Key Experimental Results¶
Main Results (LIMO-v2, Qwen3-4B-Base)¶
| Method | AIME24 | AIME25 | MATH500 | Average |
|---|---|---|---|---|
| GRACE | 16.66 | 15.83 | 59.40 | 31.42 |
| Local LP | 19.16 | 20.83 | 71.60 | 36.50 |
| Aslec-drop | 30.00 (+10.84) | 28.33 (+7.50) | 77.80 (+6.20) | 44.64 |
| Aslec-casl | 31.66 (+12.50) | 30.83 (+10.00) | 80.00 (+8.40) | 47.54 |
Ablation Study¶
| Analysis | Findings |
|---|---|
| Step length vs. Total length | The step length confounding effect is much stronger than the total length effect |
| Aslec-drop vs. Aslec-casl | Aslec-casl is consistently superior because it retains first-token information |
| Cross-model consistency | Consistently effective across Qwen3-4B, 8B, 32B, and Llama-3.1-8B |
Key Findings¶
- Aslec-casl improves by approximately 9.08% on average compared to the SOTA method Local LP, while Aslec-drop improves by about 6.28%.
- The confounding effect consistently exists across all four naturalness-based methods (GRACE, Local LP, Min Entropy, Min Perplex).
- The low probability of the first token is the root cause of confounding, aligning with previous research on the branching behavior of reasoning step first tokens.
- Aslec-casl's causal regression has a closed-form solution with negligible computational overhead.
- Effects are consistent across various model sizes (4B-32B) and different datasets (LIMO-v2, AceReason).
Highlights & Insights¶
- The discovery of the "Step Length Confounding" phenomenon is a major contribution: it reveals a systematic bias in LLM reasoning data selection that is widely overlooked but significant, with clear and reproducible explanations.
- The application of the causal debiasing framework is ingenious: by taking the first-token ratio as a confounder and using classic linear regression for causal debiasing, the method is both elegant and effective.
- Insights into "first token branching behavior" connect reasoning data selection with the understanding of the reasoning process.
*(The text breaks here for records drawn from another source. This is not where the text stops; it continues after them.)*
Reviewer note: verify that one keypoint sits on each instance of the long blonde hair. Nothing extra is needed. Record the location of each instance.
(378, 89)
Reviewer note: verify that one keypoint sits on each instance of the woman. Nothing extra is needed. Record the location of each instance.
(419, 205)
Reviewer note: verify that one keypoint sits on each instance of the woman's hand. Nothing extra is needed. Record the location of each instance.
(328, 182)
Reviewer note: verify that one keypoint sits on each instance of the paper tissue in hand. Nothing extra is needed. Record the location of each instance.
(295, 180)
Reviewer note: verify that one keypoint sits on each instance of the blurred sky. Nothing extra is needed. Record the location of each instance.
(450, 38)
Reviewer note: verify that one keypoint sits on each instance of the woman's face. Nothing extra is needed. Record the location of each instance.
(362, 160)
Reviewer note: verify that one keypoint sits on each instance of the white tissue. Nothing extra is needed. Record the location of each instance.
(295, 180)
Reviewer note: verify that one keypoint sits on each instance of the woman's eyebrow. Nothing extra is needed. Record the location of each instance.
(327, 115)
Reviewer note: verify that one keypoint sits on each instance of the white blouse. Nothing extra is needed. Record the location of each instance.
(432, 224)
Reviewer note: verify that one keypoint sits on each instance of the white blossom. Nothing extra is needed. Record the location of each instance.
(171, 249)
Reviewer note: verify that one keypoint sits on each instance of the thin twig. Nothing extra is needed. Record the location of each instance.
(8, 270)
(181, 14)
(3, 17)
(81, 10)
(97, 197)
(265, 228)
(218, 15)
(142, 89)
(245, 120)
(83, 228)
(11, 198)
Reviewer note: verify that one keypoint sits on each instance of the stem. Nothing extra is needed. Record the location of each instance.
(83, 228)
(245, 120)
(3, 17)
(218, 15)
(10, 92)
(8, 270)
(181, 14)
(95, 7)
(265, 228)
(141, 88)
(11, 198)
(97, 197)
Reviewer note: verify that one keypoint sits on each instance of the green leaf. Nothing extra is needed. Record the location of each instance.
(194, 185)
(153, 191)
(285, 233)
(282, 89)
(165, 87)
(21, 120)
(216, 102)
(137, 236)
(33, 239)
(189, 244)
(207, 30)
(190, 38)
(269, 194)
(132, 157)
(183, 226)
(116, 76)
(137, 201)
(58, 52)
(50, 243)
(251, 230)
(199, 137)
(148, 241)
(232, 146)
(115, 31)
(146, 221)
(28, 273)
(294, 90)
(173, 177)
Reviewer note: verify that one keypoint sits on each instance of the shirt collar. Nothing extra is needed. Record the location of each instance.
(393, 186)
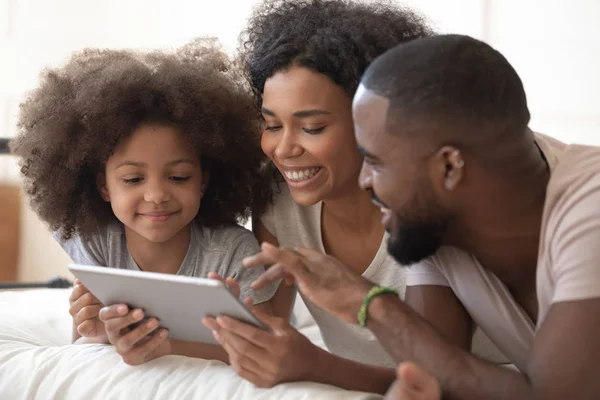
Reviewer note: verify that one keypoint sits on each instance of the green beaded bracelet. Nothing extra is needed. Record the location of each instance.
(374, 292)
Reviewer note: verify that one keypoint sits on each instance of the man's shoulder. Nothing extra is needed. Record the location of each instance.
(575, 181)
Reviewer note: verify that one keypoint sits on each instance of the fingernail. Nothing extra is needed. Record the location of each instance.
(152, 323)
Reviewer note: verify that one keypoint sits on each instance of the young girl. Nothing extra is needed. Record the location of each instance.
(145, 161)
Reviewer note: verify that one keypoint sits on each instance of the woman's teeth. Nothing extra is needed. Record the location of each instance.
(298, 176)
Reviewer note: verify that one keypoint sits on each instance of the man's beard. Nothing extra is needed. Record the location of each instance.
(415, 241)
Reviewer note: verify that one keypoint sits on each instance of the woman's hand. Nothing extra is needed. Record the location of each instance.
(261, 357)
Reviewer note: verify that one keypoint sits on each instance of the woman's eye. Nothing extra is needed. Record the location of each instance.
(180, 179)
(132, 180)
(314, 131)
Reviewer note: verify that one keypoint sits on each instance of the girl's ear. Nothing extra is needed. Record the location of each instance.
(101, 184)
(205, 180)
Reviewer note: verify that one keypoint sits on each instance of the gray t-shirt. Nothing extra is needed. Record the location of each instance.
(219, 250)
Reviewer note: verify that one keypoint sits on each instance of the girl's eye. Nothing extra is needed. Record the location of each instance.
(132, 180)
(314, 131)
(180, 179)
(368, 161)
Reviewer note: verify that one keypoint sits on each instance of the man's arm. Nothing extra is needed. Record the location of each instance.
(442, 309)
(563, 362)
(350, 375)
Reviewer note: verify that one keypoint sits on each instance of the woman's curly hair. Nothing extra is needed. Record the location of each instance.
(337, 38)
(70, 125)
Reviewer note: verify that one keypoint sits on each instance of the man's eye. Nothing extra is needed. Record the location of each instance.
(314, 131)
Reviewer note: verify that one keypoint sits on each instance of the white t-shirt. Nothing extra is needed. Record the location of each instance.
(295, 225)
(568, 260)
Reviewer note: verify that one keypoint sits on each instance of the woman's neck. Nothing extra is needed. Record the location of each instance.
(165, 257)
(354, 211)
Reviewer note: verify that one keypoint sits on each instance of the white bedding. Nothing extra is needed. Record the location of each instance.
(37, 361)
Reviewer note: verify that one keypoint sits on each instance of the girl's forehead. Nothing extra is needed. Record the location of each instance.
(152, 142)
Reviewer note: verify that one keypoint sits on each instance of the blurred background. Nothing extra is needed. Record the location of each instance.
(553, 44)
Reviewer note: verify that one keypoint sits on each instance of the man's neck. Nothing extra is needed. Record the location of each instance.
(165, 257)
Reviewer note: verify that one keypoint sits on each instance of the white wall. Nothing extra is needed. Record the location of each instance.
(553, 44)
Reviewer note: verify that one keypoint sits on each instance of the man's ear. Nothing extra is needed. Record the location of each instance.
(448, 168)
(101, 184)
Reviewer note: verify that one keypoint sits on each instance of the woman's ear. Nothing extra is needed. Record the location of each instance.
(101, 184)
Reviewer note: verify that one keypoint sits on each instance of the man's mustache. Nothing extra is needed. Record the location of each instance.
(375, 199)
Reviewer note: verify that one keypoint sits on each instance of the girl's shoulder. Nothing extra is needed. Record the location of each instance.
(222, 237)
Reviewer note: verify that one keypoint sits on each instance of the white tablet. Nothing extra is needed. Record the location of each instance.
(179, 302)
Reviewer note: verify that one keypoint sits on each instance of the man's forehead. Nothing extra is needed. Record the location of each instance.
(367, 103)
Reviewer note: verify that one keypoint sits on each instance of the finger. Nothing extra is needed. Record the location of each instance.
(113, 311)
(87, 313)
(133, 337)
(233, 287)
(271, 275)
(77, 292)
(84, 300)
(242, 354)
(210, 323)
(141, 353)
(246, 331)
(114, 326)
(88, 328)
(419, 379)
(258, 260)
(292, 262)
(215, 276)
(309, 253)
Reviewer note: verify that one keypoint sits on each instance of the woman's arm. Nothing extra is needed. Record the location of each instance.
(282, 302)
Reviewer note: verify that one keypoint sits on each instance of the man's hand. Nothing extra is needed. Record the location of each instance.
(324, 280)
(265, 358)
(84, 308)
(136, 344)
(414, 383)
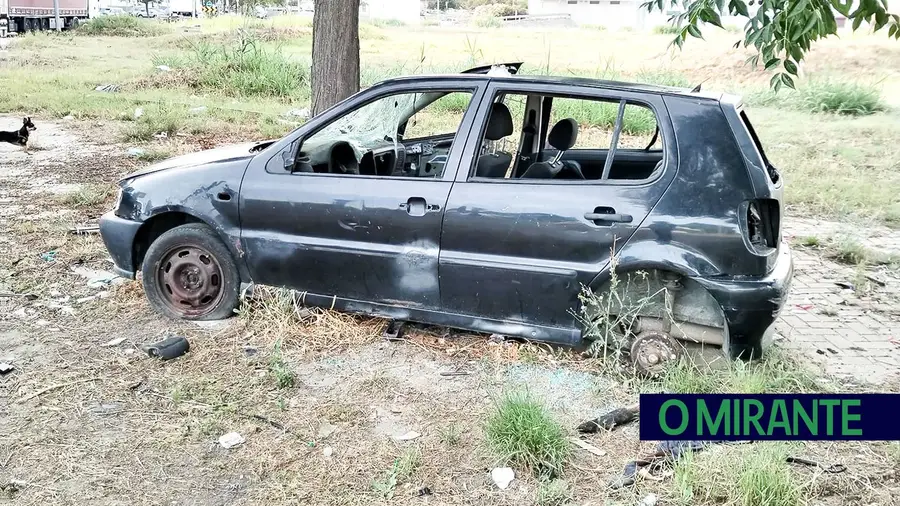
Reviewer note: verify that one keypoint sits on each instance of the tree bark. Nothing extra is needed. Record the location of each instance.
(335, 54)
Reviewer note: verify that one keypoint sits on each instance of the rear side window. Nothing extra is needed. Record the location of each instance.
(770, 169)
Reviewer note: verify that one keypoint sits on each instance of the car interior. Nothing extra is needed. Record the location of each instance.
(553, 151)
(373, 139)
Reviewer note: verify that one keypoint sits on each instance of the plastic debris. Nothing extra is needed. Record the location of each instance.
(230, 440)
(649, 500)
(611, 420)
(409, 436)
(584, 445)
(167, 349)
(502, 476)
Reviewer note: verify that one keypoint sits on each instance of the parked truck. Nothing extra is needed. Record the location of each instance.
(20, 16)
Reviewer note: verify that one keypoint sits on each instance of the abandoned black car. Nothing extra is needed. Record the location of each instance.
(487, 201)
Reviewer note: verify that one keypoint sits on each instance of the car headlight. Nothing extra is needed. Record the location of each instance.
(118, 199)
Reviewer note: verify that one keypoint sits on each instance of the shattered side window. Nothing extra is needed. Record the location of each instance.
(373, 123)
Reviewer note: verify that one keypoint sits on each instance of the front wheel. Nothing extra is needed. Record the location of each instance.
(189, 274)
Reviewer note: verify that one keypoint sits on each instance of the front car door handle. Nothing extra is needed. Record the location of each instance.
(609, 218)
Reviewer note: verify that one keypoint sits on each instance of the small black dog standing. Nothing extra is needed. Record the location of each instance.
(20, 136)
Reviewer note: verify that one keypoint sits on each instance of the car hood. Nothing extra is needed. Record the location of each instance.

Limitations & Future Work¶
- The linear regression assumes step length confounding is linear, potentially missing non-linear confounding effects.
- Step segmentation depends on "\n\n" or sentence boundaries; different segmentation methods may affect results.
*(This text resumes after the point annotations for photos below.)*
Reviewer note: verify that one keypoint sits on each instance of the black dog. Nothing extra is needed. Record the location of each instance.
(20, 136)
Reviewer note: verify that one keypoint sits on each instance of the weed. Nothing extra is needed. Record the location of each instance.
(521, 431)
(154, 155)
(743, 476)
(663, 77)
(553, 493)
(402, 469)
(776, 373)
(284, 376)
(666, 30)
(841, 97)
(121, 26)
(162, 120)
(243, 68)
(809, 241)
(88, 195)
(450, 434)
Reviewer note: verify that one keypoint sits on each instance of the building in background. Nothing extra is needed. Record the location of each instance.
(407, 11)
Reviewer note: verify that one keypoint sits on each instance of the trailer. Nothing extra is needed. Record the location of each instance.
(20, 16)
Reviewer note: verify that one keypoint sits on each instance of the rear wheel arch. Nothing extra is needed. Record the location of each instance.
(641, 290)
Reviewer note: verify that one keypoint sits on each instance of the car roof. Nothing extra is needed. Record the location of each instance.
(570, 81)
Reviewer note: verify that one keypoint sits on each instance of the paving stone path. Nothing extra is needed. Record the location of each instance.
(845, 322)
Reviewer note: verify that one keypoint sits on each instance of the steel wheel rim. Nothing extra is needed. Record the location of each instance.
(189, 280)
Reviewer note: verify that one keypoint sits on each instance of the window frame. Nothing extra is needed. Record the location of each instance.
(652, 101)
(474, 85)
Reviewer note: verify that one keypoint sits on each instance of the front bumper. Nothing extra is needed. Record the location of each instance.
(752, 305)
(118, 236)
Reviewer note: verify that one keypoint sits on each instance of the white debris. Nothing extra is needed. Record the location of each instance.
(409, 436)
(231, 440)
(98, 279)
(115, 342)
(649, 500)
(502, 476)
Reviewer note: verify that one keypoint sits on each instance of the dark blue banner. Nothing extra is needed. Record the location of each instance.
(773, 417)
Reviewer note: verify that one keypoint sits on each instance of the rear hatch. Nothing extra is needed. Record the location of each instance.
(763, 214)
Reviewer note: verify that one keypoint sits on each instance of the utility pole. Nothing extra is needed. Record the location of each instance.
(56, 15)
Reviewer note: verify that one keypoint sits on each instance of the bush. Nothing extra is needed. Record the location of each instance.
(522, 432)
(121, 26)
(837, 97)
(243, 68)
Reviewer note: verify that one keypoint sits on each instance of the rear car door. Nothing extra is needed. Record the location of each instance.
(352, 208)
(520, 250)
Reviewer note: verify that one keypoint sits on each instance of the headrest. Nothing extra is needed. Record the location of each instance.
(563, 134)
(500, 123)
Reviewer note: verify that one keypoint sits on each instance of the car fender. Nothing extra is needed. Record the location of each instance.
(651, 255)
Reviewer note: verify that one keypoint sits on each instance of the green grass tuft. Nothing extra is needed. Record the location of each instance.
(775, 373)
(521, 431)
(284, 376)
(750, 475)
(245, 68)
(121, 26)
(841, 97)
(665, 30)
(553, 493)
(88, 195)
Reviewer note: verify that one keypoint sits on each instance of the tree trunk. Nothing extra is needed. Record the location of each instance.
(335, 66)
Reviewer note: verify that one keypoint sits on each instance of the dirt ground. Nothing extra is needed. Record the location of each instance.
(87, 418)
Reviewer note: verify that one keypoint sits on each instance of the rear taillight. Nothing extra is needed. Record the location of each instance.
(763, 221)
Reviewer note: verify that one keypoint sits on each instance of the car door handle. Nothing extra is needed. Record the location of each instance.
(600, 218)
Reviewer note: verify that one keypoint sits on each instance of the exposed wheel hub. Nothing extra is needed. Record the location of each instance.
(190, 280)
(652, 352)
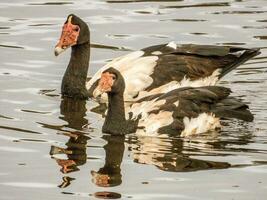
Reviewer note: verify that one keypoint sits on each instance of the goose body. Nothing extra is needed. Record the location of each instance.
(185, 111)
(152, 70)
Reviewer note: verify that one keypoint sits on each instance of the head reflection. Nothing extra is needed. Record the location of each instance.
(73, 112)
(110, 174)
(169, 154)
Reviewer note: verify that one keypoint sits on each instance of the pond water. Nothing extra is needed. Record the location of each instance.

- Only mathematical reasoning tasks were verified; the performance on other tasks like code reasoning or natural language reasoning remains unknown.
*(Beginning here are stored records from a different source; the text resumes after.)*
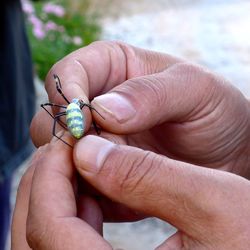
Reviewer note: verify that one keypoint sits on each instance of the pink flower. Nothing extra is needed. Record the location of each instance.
(51, 26)
(77, 40)
(35, 21)
(39, 33)
(27, 7)
(54, 9)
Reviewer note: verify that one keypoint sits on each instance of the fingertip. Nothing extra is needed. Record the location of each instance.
(90, 153)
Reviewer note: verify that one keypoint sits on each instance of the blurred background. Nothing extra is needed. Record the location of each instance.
(213, 33)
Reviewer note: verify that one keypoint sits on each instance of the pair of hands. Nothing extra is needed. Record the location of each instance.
(169, 125)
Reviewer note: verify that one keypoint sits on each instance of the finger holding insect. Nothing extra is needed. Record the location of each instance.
(97, 68)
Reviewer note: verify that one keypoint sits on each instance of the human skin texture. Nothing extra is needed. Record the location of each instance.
(170, 127)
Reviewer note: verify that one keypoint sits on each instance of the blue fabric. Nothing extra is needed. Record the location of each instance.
(17, 97)
(5, 209)
(17, 102)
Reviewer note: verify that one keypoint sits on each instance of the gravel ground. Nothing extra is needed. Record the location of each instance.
(212, 33)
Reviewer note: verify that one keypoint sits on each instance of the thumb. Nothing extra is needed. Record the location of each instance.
(176, 192)
(143, 102)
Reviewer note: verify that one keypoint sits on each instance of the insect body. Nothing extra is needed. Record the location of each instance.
(75, 120)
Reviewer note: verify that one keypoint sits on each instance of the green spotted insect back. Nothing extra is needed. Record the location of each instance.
(75, 120)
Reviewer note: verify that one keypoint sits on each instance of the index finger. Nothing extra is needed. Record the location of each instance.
(97, 68)
(52, 209)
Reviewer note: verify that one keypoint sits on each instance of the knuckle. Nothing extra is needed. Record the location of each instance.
(130, 175)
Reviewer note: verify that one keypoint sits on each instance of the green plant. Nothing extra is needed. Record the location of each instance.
(55, 30)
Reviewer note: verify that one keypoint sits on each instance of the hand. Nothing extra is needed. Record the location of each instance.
(210, 208)
(156, 102)
(55, 219)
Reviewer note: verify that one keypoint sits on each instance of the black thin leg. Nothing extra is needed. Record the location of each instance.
(61, 123)
(59, 87)
(56, 119)
(97, 129)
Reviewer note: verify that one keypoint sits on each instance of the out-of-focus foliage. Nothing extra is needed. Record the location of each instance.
(56, 28)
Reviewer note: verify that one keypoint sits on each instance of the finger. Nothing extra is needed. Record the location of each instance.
(41, 128)
(18, 228)
(174, 242)
(88, 209)
(174, 95)
(99, 67)
(52, 221)
(177, 192)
- The "branching behavior" hypothesis of first tokens might not apply to all reasoning modes.
- Future work could explore incorporating step length information as a regularization target during training.
Related Work & Insights¶
- vs. GRACE / Local LP: These naturalness-based methods suffer from step length confounding; Aslec directly corrects this by intervening in first-token probabilities.
- vs. Heuristic Data Selection: Heuristic methods (correctness, difficulty, etc.) do not directly consider model fitness; Aslec removes bias while retaining the advantages of naturalness-based methods.
- vs. IFD / Deita: These methods use perplexity differences between models or reward model scores; they are orthogonal to naturalness-based methods.
Rating¶
- Novelty: ⭐⭐⭐⭐⭐ The discovery of step length confounding is a significant contribution; the causal debiasing method is concise and effective.
- Experimental Thoroughness: ⭐⭐⭐⭐ Verified across multiple models, datasets, and benchmarks with thorough analysis.
- Writing Quality: ⭐⭐⭐⭐⭐ The logical chain from problem diagnosis to causal analysis to solution is very clear.
- Value: ⭐⭐⭐⭐⭐ Directly and significantly impacts the practice of LLM reasoning data selection.